Cuando salió el juego Pokémon GO, se vivió una verdadera revolución, desde nuestro teléfono, pues caminando en cualquier rincón del mundo se tenía la posibilidad de “cazar” pokemones y aumentar la colección de cada “maestro Pokémon”. Es lógico que para lograr esto, los creadores del juego requirieran saber nuestra ubicación 24/7 en todo lugar. Cuando no sabemos cómo llegar a nuestro destino, abrimos Waze y este nos brinda diferentes rutas y una duración aproximada, basado en el análisis de millones de datos que sus miles de usuarios le brindan. Y como éstas, la lista de aplicaciones que usamos podría seguir y seguir, tanto que podemos ser espiados por nuestros propios celulares.

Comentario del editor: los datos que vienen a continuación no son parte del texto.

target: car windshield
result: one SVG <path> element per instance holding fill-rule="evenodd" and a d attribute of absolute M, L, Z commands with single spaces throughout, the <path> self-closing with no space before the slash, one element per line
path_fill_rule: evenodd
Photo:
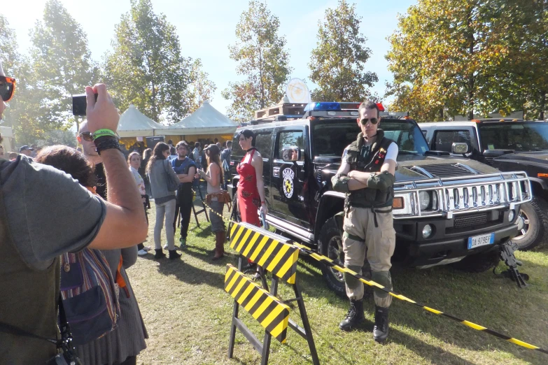
<path fill-rule="evenodd" d="M 393 140 L 400 155 L 423 155 L 428 145 L 416 123 L 410 120 L 381 120 L 386 138 Z M 360 129 L 355 120 L 321 121 L 314 126 L 314 155 L 342 156 L 344 148 L 356 141 Z"/>
<path fill-rule="evenodd" d="M 548 150 L 548 123 L 512 122 L 479 124 L 482 148 L 538 151 Z"/>

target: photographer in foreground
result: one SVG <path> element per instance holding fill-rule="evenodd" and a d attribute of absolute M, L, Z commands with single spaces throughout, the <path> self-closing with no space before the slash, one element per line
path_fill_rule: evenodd
<path fill-rule="evenodd" d="M 14 87 L 0 65 L 0 117 Z M 61 254 L 85 247 L 124 248 L 146 236 L 141 195 L 111 136 L 118 110 L 104 85 L 85 92 L 87 125 L 107 171 L 108 202 L 28 157 L 0 159 L 0 359 L 6 364 L 43 364 L 57 353 L 54 343 L 6 328 L 57 338 Z"/>

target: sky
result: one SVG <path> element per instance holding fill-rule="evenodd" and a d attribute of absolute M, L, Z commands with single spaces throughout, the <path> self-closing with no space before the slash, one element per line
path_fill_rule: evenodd
<path fill-rule="evenodd" d="M 365 45 L 372 51 L 365 64 L 366 70 L 377 73 L 379 82 L 372 88 L 382 96 L 385 83 L 392 80 L 384 58 L 389 49 L 386 37 L 398 25 L 398 15 L 405 14 L 416 0 L 349 0 L 356 4 L 362 17 L 361 33 L 367 41 Z M 29 31 L 42 17 L 45 0 L 2 1 L 0 13 L 6 16 L 14 29 L 22 52 L 30 46 Z M 80 24 L 87 34 L 92 57 L 102 59 L 111 50 L 115 24 L 122 14 L 129 11 L 129 0 L 61 0 L 69 13 Z M 163 13 L 177 29 L 182 54 L 200 58 L 203 69 L 217 86 L 211 105 L 226 113 L 230 101 L 220 95 L 230 82 L 242 79 L 236 73 L 237 63 L 230 59 L 228 45 L 236 43 L 236 24 L 241 13 L 248 8 L 247 0 L 152 0 L 153 11 Z M 315 85 L 309 80 L 308 68 L 311 51 L 316 45 L 318 24 L 323 21 L 325 10 L 335 8 L 337 0 L 267 0 L 271 12 L 280 20 L 279 34 L 285 35 L 293 68 L 290 78 L 307 80 L 311 90 Z M 17 76 L 15 76 L 17 78 Z"/>

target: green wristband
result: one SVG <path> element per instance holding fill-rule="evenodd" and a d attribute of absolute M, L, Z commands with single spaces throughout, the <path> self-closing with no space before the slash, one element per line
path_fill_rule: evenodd
<path fill-rule="evenodd" d="M 106 129 L 98 129 L 93 134 L 94 138 L 97 138 L 102 136 L 112 136 L 113 137 L 118 137 L 118 135 L 114 131 Z"/>

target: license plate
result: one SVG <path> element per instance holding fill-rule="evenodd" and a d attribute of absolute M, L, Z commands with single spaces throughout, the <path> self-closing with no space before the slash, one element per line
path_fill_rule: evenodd
<path fill-rule="evenodd" d="M 481 236 L 468 237 L 468 250 L 486 245 L 492 245 L 495 242 L 495 234 L 491 233 Z"/>

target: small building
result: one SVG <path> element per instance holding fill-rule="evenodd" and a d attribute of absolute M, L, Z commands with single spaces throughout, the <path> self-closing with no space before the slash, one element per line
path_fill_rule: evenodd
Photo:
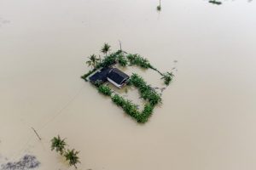
<path fill-rule="evenodd" d="M 130 76 L 117 68 L 104 67 L 89 77 L 92 83 L 100 81 L 105 82 L 108 81 L 115 87 L 121 88 L 127 82 Z"/>

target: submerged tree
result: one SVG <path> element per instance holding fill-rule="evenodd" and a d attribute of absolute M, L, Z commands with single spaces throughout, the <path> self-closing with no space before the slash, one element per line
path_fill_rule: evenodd
<path fill-rule="evenodd" d="M 161 77 L 161 79 L 164 79 L 165 81 L 165 84 L 166 86 L 168 86 L 171 82 L 171 81 L 172 80 L 172 77 L 174 76 L 174 75 L 172 74 L 172 72 L 166 72 L 163 74 L 163 76 Z"/>
<path fill-rule="evenodd" d="M 67 151 L 64 155 L 66 160 L 68 161 L 69 165 L 74 166 L 75 168 L 78 168 L 76 164 L 80 163 L 79 157 L 78 156 L 79 153 L 79 151 L 73 149 L 72 150 L 67 150 Z"/>
<path fill-rule="evenodd" d="M 88 66 L 92 66 L 93 68 L 95 68 L 100 61 L 100 58 L 97 58 L 95 54 L 92 54 L 88 58 L 90 60 L 86 61 L 86 64 Z"/>
<path fill-rule="evenodd" d="M 161 10 L 161 0 L 159 0 L 159 5 L 156 7 L 156 10 L 159 12 Z"/>
<path fill-rule="evenodd" d="M 55 150 L 62 155 L 65 152 L 65 146 L 67 145 L 65 139 L 61 139 L 61 137 L 54 137 L 51 140 L 51 150 Z"/>
<path fill-rule="evenodd" d="M 108 52 L 110 51 L 110 45 L 108 45 L 108 43 L 104 43 L 103 47 L 101 49 L 101 52 L 105 54 L 105 55 L 108 54 Z"/>

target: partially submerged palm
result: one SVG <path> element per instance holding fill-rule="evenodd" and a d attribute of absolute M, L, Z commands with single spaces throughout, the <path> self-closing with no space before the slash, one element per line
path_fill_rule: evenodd
<path fill-rule="evenodd" d="M 98 61 L 100 60 L 99 58 L 97 58 L 95 54 L 92 54 L 89 57 L 89 60 L 88 61 L 86 61 L 86 64 L 89 65 L 89 66 L 92 66 L 92 67 L 96 67 L 96 64 L 98 63 Z"/>
<path fill-rule="evenodd" d="M 104 43 L 103 47 L 102 48 L 101 52 L 107 55 L 108 52 L 110 51 L 110 45 L 108 43 Z"/>
<path fill-rule="evenodd" d="M 65 139 L 61 139 L 59 135 L 51 139 L 51 150 L 55 150 L 56 152 L 60 152 L 61 155 L 64 153 L 66 145 Z"/>
<path fill-rule="evenodd" d="M 65 153 L 66 160 L 68 161 L 70 166 L 74 166 L 77 168 L 76 164 L 80 163 L 79 157 L 78 156 L 78 154 L 79 152 L 75 150 L 67 150 L 67 151 Z"/>

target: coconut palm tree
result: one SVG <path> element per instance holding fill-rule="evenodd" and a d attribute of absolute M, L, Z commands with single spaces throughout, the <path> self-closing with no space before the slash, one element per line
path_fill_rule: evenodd
<path fill-rule="evenodd" d="M 61 137 L 54 137 L 51 140 L 51 150 L 55 150 L 56 152 L 60 152 L 62 155 L 65 151 L 65 146 L 67 145 L 65 139 L 61 139 Z"/>
<path fill-rule="evenodd" d="M 73 149 L 72 150 L 67 150 L 67 151 L 65 153 L 66 160 L 68 161 L 70 166 L 74 166 L 75 168 L 78 168 L 76 164 L 80 163 L 79 157 L 78 156 L 78 154 L 79 152 Z"/>
<path fill-rule="evenodd" d="M 90 55 L 88 57 L 90 60 L 86 61 L 88 66 L 91 66 L 93 68 L 99 63 L 100 59 L 97 58 L 95 54 Z"/>
<path fill-rule="evenodd" d="M 161 0 L 159 0 L 159 5 L 156 7 L 156 10 L 159 12 L 161 10 Z"/>
<path fill-rule="evenodd" d="M 108 43 L 104 43 L 103 47 L 101 49 L 101 52 L 105 54 L 105 55 L 107 56 L 108 52 L 110 51 L 110 45 L 108 45 Z"/>

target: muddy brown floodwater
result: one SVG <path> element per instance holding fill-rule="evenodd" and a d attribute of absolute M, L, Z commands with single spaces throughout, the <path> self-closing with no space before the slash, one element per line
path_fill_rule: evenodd
<path fill-rule="evenodd" d="M 0 0 L 0 164 L 29 154 L 38 169 L 73 169 L 50 151 L 60 134 L 80 150 L 79 169 L 256 169 L 256 2 L 158 3 Z M 145 125 L 80 79 L 86 57 L 119 40 L 175 67 Z"/>

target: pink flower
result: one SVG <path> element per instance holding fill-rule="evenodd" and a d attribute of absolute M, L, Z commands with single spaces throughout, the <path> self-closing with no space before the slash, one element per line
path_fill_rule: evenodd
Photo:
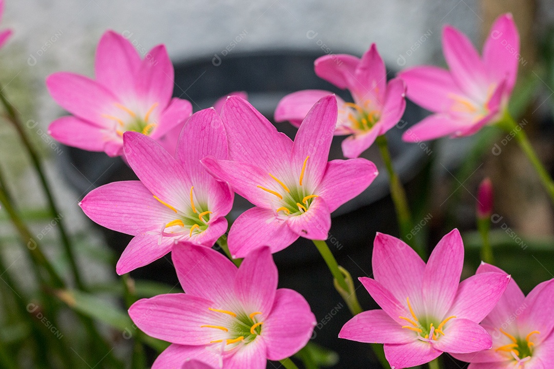
<path fill-rule="evenodd" d="M 408 97 L 436 113 L 407 131 L 404 141 L 473 134 L 497 121 L 507 104 L 519 61 L 519 35 L 511 14 L 493 25 L 482 59 L 469 39 L 450 26 L 443 32 L 443 48 L 450 71 L 417 66 L 399 75 Z"/>
<path fill-rule="evenodd" d="M 179 367 L 187 358 L 224 369 L 263 369 L 267 360 L 294 355 L 310 340 L 315 317 L 295 291 L 277 289 L 269 249 L 249 254 L 240 267 L 206 247 L 172 255 L 186 293 L 143 299 L 129 309 L 147 334 L 172 342 L 152 369 Z"/>
<path fill-rule="evenodd" d="M 171 98 L 173 67 L 163 45 L 141 60 L 129 40 L 108 31 L 94 66 L 95 80 L 65 72 L 46 80 L 54 100 L 73 115 L 50 124 L 49 133 L 60 142 L 118 156 L 126 131 L 158 139 L 191 116 L 190 102 Z"/>
<path fill-rule="evenodd" d="M 340 89 L 348 89 L 354 103 L 337 97 L 338 135 L 350 135 L 342 141 L 347 158 L 357 158 L 375 141 L 398 122 L 404 113 L 404 82 L 395 78 L 387 82 L 384 63 L 375 44 L 362 57 L 340 54 L 325 55 L 316 60 L 316 74 Z M 288 95 L 275 110 L 278 122 L 290 121 L 299 126 L 312 106 L 331 92 L 307 90 Z"/>
<path fill-rule="evenodd" d="M 464 245 L 458 230 L 443 237 L 427 264 L 401 240 L 377 233 L 372 264 L 375 279 L 360 280 L 383 310 L 356 315 L 340 337 L 384 344 L 396 369 L 428 362 L 443 352 L 490 349 L 491 337 L 478 323 L 500 298 L 509 276 L 484 273 L 460 283 Z"/>
<path fill-rule="evenodd" d="M 207 155 L 227 158 L 221 118 L 213 108 L 193 115 L 183 128 L 176 157 L 150 137 L 124 135 L 124 150 L 140 181 L 114 182 L 90 191 L 79 204 L 93 221 L 135 235 L 117 262 L 120 274 L 162 257 L 177 242 L 211 247 L 227 230 L 224 217 L 233 193 L 204 169 Z"/>
<path fill-rule="evenodd" d="M 501 269 L 482 263 L 478 276 Z M 493 337 L 491 350 L 455 354 L 470 362 L 468 369 L 546 369 L 554 362 L 554 279 L 533 289 L 527 297 L 510 280 L 498 304 L 481 325 Z"/>
<path fill-rule="evenodd" d="M 231 96 L 222 118 L 230 160 L 202 160 L 216 177 L 256 205 L 229 232 L 233 257 L 269 246 L 276 252 L 299 237 L 326 240 L 331 212 L 365 190 L 377 176 L 365 159 L 327 162 L 335 131 L 334 96 L 310 111 L 293 142 L 244 100 Z"/>

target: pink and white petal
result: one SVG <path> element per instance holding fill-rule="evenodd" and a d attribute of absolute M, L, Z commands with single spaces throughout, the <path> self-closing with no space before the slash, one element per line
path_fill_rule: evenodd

Frente a esta realidad, ¿por qué debería molestarnos que el Gobierno también acceda a nuestros datos para hacer su labor? ¿Resulta acaso hipócrita que Instagram pueda acceder a nuestras fotos, pero nos moleste que el INS nos facilite el tránsito cuando hay muchos carros esperando en un semáforo? Pues hay un elemento clave y simple en esta ecuación: nuestra libertad de decidir quién accede a nuestros datos y cuándo. Es decir, al usar la aplicación de Pokémon Go, yo tengo el derecho de decidir si quiero darle acceso a mi GPS para que en cualquier esquina me aparezca un “rattata”. Pero cuando ya no lo quiera, también puedo desactivarlo en cualquier momento y el juego pierde el acceso a mis datos. Igual pasa con esas incesantes y molestas llamadas de entidades bancarias ofreciendo préstamos, a quienes nunca les autoricé que accedieran a mi número de teléfono celular, por lo que tengo el derecho a pedirles que me borren de su base de datos y nunca me vuelvan a llamar.

Esa libertad es llamada el derecho a la autodeterminación informativa y la Sala Constitucional lo ha declarado un derecho fundamental relacionado con nuestra intimidad, y nos da la potestad de escoger quien pueda ver nuestras comunicaciones, quien entra a nuestra casa y a quien le brindamos nuestros datos.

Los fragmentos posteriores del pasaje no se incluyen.